Vodafone technical test

High-level design

Here below is the workflow of the entire system:

alt text

Server side API design

Technology stack

For the backend, the technology stack is the following:

  • Python as the programming language. This choice is mainly motivated by my personal proficiency and the fact that performance is not a concern in a small scale project.
  • apistar as the framework for buidling the API. Other alternatives such as flask were also on the table but the decision was made towards apistar since it has the same level of verbosity and ease of use as flask but provides an OpenAPI 3.0.0 API specification out of the box. This hence provides a better documentation for any reviewer to go through.
  • peewee as the ORM. This choice was made due to its simplicity when compared to the well-known sqlalchemy ORM. Since simplicity is very advantageous when realising a small project as it allows better readability of the codebase. I believe that makes it a very good choice.

Design

Referring to figure 1, you can see in green the technical component that represents the server-side API. This service is exposed via a REST API using and provides an OpenAPI schema that can be used to generate any client code (useful if later we migrate to a custom webhook). Although the application uses an ORM for persisting data, the altter is only an in-memory database which means that all data are lost whenever the process is terminated. However, this can be changed reasonably quickly in an hypothetical future.

PLease also note that functional tests were written and are available under the basket_manager.tests package.

Middleware design

Technology stack

In order to connect the backend API to a chatbot, the choice was made to integrate it with the Google assistant using the Google-provided dialogflow NLP framework.

Since I personally did not have any prior experience with any chatbot technology, this choice was not motivated by any major reason apart from the fact that I am more accustomed to other Google technologies when compared to Amazon with Amazon Alexa for example.

In order to create this middleware, connectors had then to be made between the voice/keyboard inputs being intepreted by dialogflow and the server-side API which is responsible to fulfill the incoming user intents. Two alternatives were then available:

  • Building a custom webhook that would be called in order to fulfill intents. The advantage of this approach is the level of flexibility that you get since you own and manage all the code being executed. It also allows you to choose your programming language of choice.
  • Using the inline editor in order to implement cloud functions for Firebase. This options is a better choice when it comes to simplicity. Indeed, this comes with an automatic deployment via Google cloud and an access to all complete set of debugging tools straight out of the box. However, it requires one to use node.js as the programming language for implementing the middleware.

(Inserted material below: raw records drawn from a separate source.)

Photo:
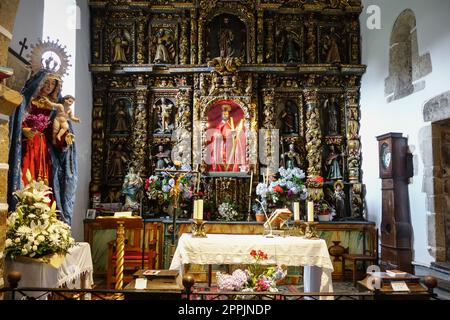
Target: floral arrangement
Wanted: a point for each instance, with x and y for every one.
(164, 187)
(227, 212)
(256, 278)
(33, 229)
(288, 187)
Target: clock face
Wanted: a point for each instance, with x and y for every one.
(385, 155)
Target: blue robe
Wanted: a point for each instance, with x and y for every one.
(64, 163)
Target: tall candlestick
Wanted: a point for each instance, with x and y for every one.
(194, 214)
(310, 211)
(200, 210)
(296, 211)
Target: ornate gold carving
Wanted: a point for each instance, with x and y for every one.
(313, 134)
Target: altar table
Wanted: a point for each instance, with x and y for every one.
(235, 249)
(76, 271)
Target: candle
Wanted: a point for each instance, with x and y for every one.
(296, 211)
(310, 211)
(194, 215)
(200, 210)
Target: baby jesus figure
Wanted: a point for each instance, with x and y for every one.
(64, 113)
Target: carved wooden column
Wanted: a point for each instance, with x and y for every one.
(269, 41)
(194, 40)
(311, 51)
(260, 37)
(98, 134)
(313, 143)
(354, 150)
(140, 49)
(183, 134)
(140, 136)
(269, 124)
(200, 41)
(184, 47)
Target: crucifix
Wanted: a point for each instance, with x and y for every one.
(23, 45)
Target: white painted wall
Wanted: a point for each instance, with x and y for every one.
(28, 24)
(405, 115)
(83, 131)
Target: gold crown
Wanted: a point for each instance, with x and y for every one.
(51, 56)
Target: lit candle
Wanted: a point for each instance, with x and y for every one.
(200, 210)
(310, 211)
(194, 215)
(296, 211)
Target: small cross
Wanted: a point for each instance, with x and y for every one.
(23, 46)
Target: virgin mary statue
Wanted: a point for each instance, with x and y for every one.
(31, 147)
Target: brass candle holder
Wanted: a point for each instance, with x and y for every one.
(198, 228)
(311, 230)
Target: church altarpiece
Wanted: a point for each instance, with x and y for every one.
(164, 72)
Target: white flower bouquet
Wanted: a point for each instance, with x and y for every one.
(33, 229)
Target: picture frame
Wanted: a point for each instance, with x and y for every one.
(90, 214)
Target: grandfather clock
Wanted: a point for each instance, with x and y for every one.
(396, 228)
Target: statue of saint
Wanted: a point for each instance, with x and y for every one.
(162, 157)
(228, 144)
(339, 200)
(290, 52)
(225, 40)
(120, 44)
(331, 108)
(165, 111)
(120, 117)
(117, 158)
(289, 118)
(162, 53)
(131, 188)
(332, 162)
(32, 147)
(290, 159)
(332, 47)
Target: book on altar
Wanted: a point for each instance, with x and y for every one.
(278, 218)
(396, 273)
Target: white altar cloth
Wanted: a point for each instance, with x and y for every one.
(76, 271)
(235, 249)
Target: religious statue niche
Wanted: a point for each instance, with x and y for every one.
(121, 45)
(290, 158)
(332, 116)
(227, 37)
(332, 45)
(288, 118)
(120, 116)
(333, 163)
(164, 116)
(118, 157)
(163, 44)
(226, 139)
(289, 46)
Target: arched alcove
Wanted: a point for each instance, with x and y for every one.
(406, 67)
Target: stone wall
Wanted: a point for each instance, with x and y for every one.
(8, 10)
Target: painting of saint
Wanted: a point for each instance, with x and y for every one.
(226, 138)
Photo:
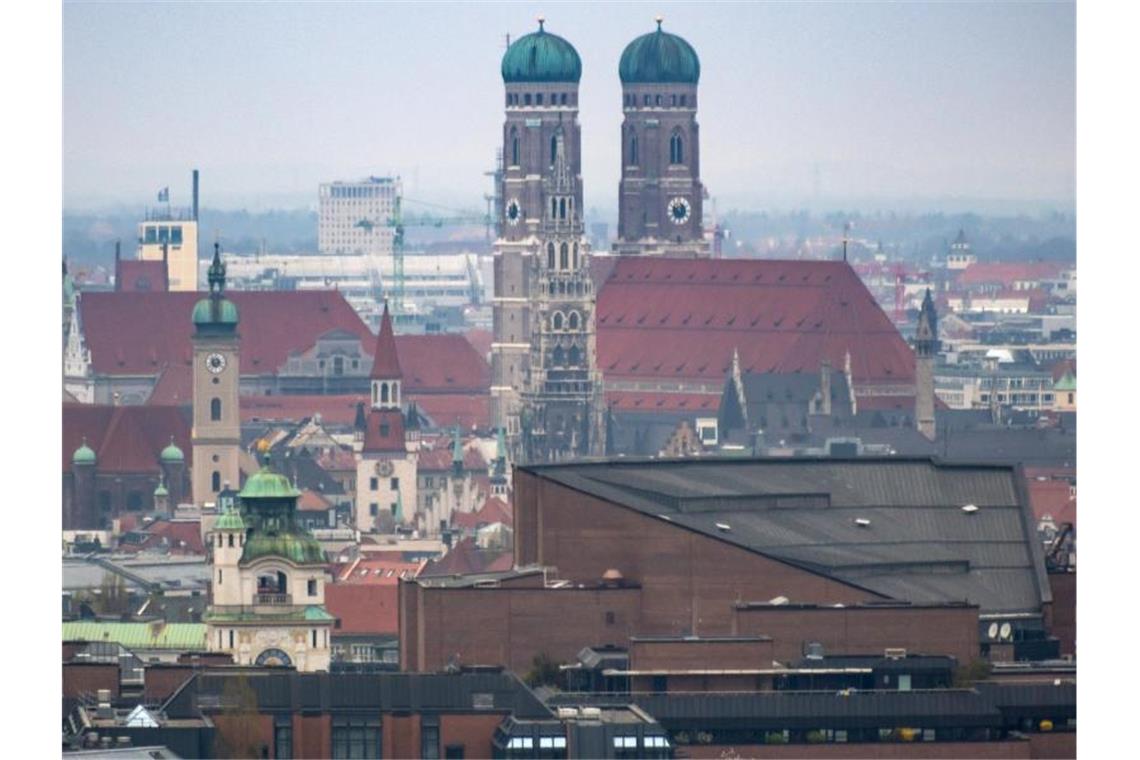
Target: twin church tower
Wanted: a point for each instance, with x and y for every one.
(546, 391)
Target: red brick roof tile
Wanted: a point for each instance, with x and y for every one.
(681, 319)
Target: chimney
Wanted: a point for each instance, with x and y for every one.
(825, 387)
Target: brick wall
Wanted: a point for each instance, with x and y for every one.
(690, 580)
(950, 630)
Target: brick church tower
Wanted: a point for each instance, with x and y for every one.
(660, 194)
(545, 387)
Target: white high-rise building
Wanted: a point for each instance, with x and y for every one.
(355, 215)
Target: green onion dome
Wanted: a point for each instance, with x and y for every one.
(540, 57)
(659, 58)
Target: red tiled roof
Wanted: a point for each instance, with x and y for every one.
(375, 440)
(442, 364)
(469, 411)
(680, 319)
(136, 276)
(385, 362)
(333, 409)
(364, 609)
(1009, 272)
(658, 401)
(1053, 498)
(124, 439)
(140, 333)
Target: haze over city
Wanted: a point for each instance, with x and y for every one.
(908, 106)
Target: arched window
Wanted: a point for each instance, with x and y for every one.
(676, 149)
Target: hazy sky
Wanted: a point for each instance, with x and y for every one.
(874, 104)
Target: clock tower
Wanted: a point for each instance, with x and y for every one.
(216, 433)
(660, 193)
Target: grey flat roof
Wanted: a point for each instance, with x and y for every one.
(892, 525)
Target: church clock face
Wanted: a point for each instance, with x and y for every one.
(678, 211)
(216, 362)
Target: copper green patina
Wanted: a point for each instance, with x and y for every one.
(659, 58)
(269, 514)
(540, 57)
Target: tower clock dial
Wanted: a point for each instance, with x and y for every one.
(678, 210)
(216, 362)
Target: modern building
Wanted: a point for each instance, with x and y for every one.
(355, 217)
(545, 387)
(660, 193)
(268, 581)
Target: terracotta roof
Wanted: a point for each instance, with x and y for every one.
(469, 411)
(312, 501)
(385, 362)
(136, 276)
(680, 319)
(384, 431)
(1053, 498)
(1009, 272)
(658, 401)
(124, 439)
(141, 333)
(442, 364)
(333, 409)
(364, 609)
(480, 340)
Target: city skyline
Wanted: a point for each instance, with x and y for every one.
(864, 105)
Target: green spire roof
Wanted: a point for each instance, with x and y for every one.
(172, 454)
(268, 484)
(84, 455)
(540, 57)
(659, 57)
(230, 521)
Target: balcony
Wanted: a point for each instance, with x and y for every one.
(273, 599)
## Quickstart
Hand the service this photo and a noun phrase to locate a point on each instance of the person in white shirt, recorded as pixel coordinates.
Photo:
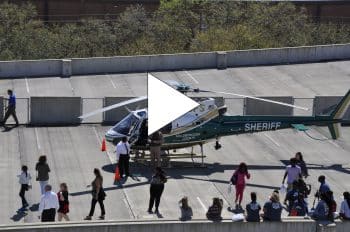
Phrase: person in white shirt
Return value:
(123, 157)
(24, 180)
(48, 205)
(345, 206)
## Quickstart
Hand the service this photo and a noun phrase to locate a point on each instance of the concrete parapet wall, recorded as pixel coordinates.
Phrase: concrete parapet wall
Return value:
(120, 64)
(55, 110)
(200, 60)
(288, 55)
(30, 68)
(115, 115)
(256, 107)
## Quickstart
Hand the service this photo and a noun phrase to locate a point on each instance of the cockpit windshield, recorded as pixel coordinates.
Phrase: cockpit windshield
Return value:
(126, 125)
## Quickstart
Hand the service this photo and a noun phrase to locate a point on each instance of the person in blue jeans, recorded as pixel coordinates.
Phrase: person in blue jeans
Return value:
(273, 208)
(253, 209)
(323, 209)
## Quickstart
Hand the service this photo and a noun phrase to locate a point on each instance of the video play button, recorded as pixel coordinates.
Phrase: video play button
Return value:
(165, 104)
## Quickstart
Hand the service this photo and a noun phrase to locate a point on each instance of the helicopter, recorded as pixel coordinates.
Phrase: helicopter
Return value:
(208, 122)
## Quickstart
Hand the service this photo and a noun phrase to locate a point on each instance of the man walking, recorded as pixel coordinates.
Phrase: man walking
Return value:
(11, 108)
(48, 205)
(155, 147)
(123, 157)
(293, 172)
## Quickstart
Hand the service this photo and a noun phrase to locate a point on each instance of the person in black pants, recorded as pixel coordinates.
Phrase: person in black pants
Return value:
(156, 189)
(11, 108)
(98, 195)
(24, 180)
(123, 157)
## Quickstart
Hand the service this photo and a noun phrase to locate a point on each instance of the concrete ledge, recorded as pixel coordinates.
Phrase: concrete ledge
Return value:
(55, 110)
(162, 62)
(169, 226)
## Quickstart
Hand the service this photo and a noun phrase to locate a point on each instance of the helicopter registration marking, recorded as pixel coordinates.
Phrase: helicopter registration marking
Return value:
(262, 126)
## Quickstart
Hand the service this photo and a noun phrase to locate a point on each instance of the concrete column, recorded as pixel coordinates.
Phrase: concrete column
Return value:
(66, 68)
(221, 60)
(326, 227)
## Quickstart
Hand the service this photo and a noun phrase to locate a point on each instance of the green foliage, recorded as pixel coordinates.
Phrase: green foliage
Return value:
(177, 26)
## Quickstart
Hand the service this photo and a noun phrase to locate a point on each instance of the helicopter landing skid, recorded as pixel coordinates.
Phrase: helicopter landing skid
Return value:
(144, 158)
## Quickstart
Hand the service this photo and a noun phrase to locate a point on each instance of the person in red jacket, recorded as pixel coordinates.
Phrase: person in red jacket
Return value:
(240, 174)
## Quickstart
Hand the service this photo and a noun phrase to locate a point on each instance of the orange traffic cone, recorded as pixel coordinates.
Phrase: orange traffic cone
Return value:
(103, 147)
(117, 175)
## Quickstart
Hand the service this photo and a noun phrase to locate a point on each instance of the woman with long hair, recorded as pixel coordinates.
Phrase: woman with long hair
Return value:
(24, 180)
(240, 174)
(156, 189)
(63, 201)
(98, 195)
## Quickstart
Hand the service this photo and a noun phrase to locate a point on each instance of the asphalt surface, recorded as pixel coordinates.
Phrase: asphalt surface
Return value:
(73, 152)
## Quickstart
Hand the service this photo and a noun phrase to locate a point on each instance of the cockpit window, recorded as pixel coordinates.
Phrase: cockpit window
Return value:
(125, 126)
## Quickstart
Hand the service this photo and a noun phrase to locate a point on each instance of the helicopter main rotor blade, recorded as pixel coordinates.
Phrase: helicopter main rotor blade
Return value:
(255, 98)
(111, 107)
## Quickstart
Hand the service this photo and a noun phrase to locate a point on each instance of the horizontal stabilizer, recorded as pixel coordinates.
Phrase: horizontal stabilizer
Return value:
(300, 127)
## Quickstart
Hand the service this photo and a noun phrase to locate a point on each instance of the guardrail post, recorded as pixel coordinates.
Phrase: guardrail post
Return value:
(221, 60)
(66, 68)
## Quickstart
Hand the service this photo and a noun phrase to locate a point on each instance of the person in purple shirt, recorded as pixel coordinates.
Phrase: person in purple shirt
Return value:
(11, 108)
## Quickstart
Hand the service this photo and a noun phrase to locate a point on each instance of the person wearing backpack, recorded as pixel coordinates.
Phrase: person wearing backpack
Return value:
(299, 207)
(24, 180)
(238, 179)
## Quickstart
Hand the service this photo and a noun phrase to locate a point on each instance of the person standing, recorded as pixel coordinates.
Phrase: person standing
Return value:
(253, 209)
(301, 163)
(186, 210)
(272, 208)
(11, 108)
(324, 187)
(98, 195)
(345, 207)
(155, 147)
(24, 180)
(63, 201)
(123, 157)
(293, 172)
(214, 211)
(48, 205)
(43, 170)
(156, 189)
(241, 173)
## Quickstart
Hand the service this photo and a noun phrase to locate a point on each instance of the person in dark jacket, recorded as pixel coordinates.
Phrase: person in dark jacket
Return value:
(156, 189)
(11, 108)
(301, 163)
(98, 195)
(43, 170)
(273, 208)
(63, 202)
(253, 209)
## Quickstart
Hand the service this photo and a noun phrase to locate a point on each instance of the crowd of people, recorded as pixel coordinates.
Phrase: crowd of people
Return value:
(295, 201)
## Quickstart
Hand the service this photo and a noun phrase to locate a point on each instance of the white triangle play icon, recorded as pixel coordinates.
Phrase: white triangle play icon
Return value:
(165, 104)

Given these two choices, I opted again for simplicity by using the cloud functions for firebase as the main objective is not to provide a complex middleware for now, but rather a simple middleware that glues together the business logic in the backend service and the chatbot interface.

Design

Referring to figure 1, you can see in blue the technical component that represents the middleware. As previously mentionned, all the middleware are made up of cloud functions that are all located in a single file under the middleware/ folder.

Setup instructions

All the code is available at https://github.com/v-francoise/basket-manager/.

Server-side API deployment

NOTE: I did not finish the deployment of the server-side API however I will try to give some indications on how I intended to deploy it.

Using the app.yaml file provided, one should be able to deploy this application onto Google cloud (app engine).

gcloud app deploy

You should then see the following output

Services to deploy:

descriptor:      [<PROJECT_PATH>/app.yaml]
source:          [<PROJECT_PATH>]
target project:  [<GCLOUD_PROJECT>]
target service:  [default]
target version:  [20180829t232741]
target url:      [https://<GCLOUD_PROJECT>.appspot.com]


Do you want to continue (Y/n)?  

Beginning deployment of service [default]...
Created .gcloudignore file. See `gcloud topic gcloudignore` for details.
[...]

Middleware deployment

In order to deploy the Dialogflow configuration and the middleware:

Compress the dialogflow/ folder as a zip:

zip -r dialogflow.zip dialogflow

Then, import the dialogflow.zip into a new dialogflow agent

After that, you will have to import the middleware. To do so, go to https://console.dialogflow.com/api-client/#/agent<AGENT_ID>/fulfillment and activate the inline editor. Once enabled, copy/paste the content of middleware/main.js into the editor. Then, before clicking on "Deploy", change the apiHost and the apiPort constants to match the endpoint for reaching the server-side API.